The present study has several limitations, including evaluation of only a subpopulation of the Chinese population (women) and their skin microflora during the winter season. Also, this study did not report the relationship between habits of life (e.g., companion animals) and skin microflora at different skin sites. Hence, the generalisation of results may have limitations owing to differences in lifestyle, diet, environmental exposure and seasonal variations. The current study is associative and an exact causative mechanism of microbial association needs further exploration. Future large studies are required to confirm current findings as well as to determine potential relationships between habits of life and skin microflora. In addition, age may have an important bearing on overall skin health, texture and barrier function, and future studies will address the influence of age on association between microorganisms, AMP biomarkers and biophysical parameters.

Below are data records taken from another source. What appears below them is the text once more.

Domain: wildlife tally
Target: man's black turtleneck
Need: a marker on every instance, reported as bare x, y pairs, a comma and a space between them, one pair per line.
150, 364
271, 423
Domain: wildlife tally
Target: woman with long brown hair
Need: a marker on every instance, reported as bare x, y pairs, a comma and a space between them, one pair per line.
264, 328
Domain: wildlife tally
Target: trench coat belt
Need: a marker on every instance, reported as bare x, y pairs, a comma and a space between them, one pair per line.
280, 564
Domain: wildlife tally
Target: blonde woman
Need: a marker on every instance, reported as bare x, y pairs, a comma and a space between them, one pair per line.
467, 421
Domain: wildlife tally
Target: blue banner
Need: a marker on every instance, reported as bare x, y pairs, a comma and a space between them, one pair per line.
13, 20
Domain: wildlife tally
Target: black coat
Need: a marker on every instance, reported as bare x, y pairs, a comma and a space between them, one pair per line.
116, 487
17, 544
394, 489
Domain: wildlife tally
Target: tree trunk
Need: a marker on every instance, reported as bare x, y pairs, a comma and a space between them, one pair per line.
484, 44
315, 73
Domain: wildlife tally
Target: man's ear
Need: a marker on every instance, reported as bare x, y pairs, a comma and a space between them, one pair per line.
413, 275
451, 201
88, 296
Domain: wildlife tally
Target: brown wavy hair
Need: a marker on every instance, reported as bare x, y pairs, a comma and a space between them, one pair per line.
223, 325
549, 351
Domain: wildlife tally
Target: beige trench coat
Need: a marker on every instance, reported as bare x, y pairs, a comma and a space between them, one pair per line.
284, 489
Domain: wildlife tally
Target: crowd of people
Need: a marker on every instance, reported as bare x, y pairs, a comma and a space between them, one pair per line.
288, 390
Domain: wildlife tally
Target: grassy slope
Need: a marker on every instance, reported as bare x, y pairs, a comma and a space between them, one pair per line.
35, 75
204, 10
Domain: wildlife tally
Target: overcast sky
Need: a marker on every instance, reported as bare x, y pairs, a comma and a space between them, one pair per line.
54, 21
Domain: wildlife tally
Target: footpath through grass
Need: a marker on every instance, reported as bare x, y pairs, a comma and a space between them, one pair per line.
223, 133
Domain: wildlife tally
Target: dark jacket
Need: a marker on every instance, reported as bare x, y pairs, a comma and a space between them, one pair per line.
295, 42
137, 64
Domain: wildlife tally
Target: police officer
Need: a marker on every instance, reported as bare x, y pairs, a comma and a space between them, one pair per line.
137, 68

The present findings suggest that skin exposure and skin type (as defined by sebum, hydration and physical barrier function) are important microenvironment factors that influence the targeted common microflora distribution, diversity, and co-occurrence. This underlines the importance of a comprehensive understanding of the association of microorganisms, skin biophysical parameters, microenvironment and skin barrier function including physical, chemical and microbial barriers, which is essential for designing skin care products and anti-microbial drugs. Maintaining healthy skin requires selective microbial shifts or permeability barrier changes, inhibiting the growth of pathogenic bacteria and promoting the growth of symbiotic bacteria. Hence, an alteration in the skin microflora in certain disorders by selective modulation of microflora (pre- and/or probiotics) could be a promising treatment strategy in clinical and sub-clinical skin conditions.